We discovered that more positive attitudes toward treatment predicted the presence of lifetime and recent service use and intensity of recent use (but not in a regression model). Despite sound theoretical support for the effect of treatment attitudes on treatment use (7), there has been little empirical study on this topic. Nonetheless, this finding warrants further study and could represent an important means of assessment and intervention. That is, initially assessing treatment attitudes may prove helpful in clinical decision making by identifying patients at risk of nonadherence to treatment. For such patients, clinicians might avoid intensive treatment regimens that would be unwelcome and with which compliance may be unattainable. Furthermore, improving treatment attitudes might result in increased treatment use among those who need treatment. However, because our research was correlational, we cannot conclude that more positive treatment attitudes "caused" greater treatment use. Cognitive dissonance theory could account for mental health care users' positive attitudes toward treatment.

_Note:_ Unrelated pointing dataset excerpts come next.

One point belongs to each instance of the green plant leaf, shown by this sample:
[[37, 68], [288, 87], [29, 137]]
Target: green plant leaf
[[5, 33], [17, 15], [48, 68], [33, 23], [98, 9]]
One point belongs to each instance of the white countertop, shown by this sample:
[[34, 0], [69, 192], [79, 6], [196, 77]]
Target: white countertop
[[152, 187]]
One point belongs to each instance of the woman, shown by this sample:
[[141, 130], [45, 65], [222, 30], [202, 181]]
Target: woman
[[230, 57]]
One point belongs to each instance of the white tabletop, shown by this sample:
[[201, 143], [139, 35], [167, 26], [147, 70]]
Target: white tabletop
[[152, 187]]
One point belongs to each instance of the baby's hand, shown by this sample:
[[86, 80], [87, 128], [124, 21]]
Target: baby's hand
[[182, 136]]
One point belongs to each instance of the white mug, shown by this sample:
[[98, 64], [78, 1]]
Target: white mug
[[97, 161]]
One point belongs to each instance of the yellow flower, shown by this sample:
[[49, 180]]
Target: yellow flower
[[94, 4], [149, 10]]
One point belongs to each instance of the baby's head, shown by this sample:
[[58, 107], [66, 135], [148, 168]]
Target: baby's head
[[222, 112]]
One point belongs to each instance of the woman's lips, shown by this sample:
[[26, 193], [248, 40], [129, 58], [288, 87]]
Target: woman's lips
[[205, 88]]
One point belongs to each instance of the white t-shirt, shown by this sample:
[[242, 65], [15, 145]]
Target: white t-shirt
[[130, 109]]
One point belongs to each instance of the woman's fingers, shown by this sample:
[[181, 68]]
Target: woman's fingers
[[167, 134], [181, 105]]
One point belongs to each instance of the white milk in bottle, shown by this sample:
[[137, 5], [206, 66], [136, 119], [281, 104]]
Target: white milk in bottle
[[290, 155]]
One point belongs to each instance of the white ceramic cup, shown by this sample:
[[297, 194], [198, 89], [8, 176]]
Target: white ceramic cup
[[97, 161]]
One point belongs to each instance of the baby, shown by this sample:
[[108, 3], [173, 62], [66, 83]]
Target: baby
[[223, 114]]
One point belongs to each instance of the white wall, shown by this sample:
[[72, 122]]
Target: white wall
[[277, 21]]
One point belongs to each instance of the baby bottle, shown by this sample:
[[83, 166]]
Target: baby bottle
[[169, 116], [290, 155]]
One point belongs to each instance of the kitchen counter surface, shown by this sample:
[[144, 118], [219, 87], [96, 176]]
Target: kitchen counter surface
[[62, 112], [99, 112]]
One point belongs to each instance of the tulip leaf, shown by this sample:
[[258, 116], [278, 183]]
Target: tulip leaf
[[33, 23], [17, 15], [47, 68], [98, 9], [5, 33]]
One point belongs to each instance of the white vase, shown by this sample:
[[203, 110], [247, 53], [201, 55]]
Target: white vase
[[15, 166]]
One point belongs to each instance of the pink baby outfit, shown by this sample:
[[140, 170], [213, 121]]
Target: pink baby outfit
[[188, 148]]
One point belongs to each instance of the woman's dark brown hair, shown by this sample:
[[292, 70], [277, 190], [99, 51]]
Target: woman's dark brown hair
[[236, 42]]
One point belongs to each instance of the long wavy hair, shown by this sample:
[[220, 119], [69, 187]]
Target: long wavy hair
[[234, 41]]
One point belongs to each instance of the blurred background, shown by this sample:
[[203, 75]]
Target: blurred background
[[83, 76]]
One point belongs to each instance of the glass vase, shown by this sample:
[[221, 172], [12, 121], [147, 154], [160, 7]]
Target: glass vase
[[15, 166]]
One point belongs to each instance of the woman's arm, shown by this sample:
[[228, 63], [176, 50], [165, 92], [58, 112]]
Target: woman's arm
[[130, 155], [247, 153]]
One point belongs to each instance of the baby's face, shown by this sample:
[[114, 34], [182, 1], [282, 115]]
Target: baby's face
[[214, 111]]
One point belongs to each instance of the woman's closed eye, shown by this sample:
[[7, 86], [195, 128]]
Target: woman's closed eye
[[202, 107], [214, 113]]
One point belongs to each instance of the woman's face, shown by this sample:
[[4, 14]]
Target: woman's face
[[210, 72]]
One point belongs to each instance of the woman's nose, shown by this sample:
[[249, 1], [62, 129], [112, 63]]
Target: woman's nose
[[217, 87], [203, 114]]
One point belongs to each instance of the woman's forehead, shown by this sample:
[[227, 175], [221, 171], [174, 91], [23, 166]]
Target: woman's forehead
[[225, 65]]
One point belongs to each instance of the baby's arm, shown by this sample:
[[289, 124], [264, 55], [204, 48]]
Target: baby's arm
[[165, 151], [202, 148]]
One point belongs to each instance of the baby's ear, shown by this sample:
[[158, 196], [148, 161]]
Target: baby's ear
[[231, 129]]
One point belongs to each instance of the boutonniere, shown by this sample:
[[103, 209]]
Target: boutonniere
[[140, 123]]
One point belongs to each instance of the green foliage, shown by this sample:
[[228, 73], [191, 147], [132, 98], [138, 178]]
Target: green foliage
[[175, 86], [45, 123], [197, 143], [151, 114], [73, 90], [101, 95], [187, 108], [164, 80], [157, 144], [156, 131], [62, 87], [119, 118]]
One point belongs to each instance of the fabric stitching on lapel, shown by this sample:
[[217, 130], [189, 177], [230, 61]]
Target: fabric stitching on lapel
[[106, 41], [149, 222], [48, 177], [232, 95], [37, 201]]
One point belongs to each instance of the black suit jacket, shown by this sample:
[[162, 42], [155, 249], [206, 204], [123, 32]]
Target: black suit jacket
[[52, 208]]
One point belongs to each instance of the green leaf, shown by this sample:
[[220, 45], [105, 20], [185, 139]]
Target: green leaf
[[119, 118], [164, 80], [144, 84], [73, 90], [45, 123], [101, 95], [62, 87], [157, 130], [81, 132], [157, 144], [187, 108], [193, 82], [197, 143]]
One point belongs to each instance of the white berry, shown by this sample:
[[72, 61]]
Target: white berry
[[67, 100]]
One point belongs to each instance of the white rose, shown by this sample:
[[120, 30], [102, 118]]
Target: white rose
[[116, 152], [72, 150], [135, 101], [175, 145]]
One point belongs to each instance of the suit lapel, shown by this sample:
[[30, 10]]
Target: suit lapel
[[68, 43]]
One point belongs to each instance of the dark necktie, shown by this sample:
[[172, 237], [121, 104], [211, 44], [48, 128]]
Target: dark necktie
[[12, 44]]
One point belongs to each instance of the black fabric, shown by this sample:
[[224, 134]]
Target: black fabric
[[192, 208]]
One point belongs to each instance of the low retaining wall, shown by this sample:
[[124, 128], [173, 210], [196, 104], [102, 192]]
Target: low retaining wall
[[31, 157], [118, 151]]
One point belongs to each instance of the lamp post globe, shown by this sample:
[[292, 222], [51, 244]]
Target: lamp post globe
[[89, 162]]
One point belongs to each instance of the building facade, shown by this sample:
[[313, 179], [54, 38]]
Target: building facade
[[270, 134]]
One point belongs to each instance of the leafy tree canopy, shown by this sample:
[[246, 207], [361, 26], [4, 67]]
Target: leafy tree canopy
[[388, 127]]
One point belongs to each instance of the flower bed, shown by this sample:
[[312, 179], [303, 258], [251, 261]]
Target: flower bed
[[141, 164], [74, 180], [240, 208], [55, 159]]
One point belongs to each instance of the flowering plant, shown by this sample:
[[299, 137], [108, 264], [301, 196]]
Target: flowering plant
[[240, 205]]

We confirmed previous research demonstrating positive associations between female gender and increased presence and intensity of recent treatment, but only in the recent-use regression model. Specifically, past research has found an increased presence of recent use among women from the general population (1,2) and primary care samples (5). However, we did not confirm the relationship between female gender and lifetime treatment use, perhaps because of low gender variability (female participants outnumbered men by 2.5 times), possible stigma among men in acknowledging recent mental health problems, or possible sample artifacts.
Despite this study's unique contribution to the mental health services literature, it was not without limitations. First, although standard in services research, self-reported use of health services tends to underestimate visit frequency recorded on medical charts (14). Second, our data were obtained from two midwestern primary care clinics where the clientele is largely Caucasian, and generalizability to primary care clinics in other geographical locations is not known. Third, because we recruited patients who came in for appointments, our sample may not be representative of all patients registered with the clinics and may overrepresent more frequent clinic visitors. Fourth, mental health care is often sought in primary care rather than secondary care settings, which is inconsistent with our findings. Finally, we did not use structured diagnostic interviews to confirm PTSD.
Across regression models, trauma and PTSD incrementally contributed to predictions of mental health care use among medical patients. Trauma exposure in particular demonstrated significant associations, and female gender and positive treatment attitudes were associated with use in univariate analyses and some regression models. Clinical implications include the suggestion that assessing treatment attitudes could assist in the identification of treatment nonadherers, who could in turn be offered less intensive treatment. Alternatively, educational interventions in primary and specialty mental health settings aimed at improving treatment attitudes could prove beneficial in increasing treatment access and adherence.
This study was funded by a Research Catalyst Award to the first and second authors from the Office of Research and Graduate Education, University of South Dakota.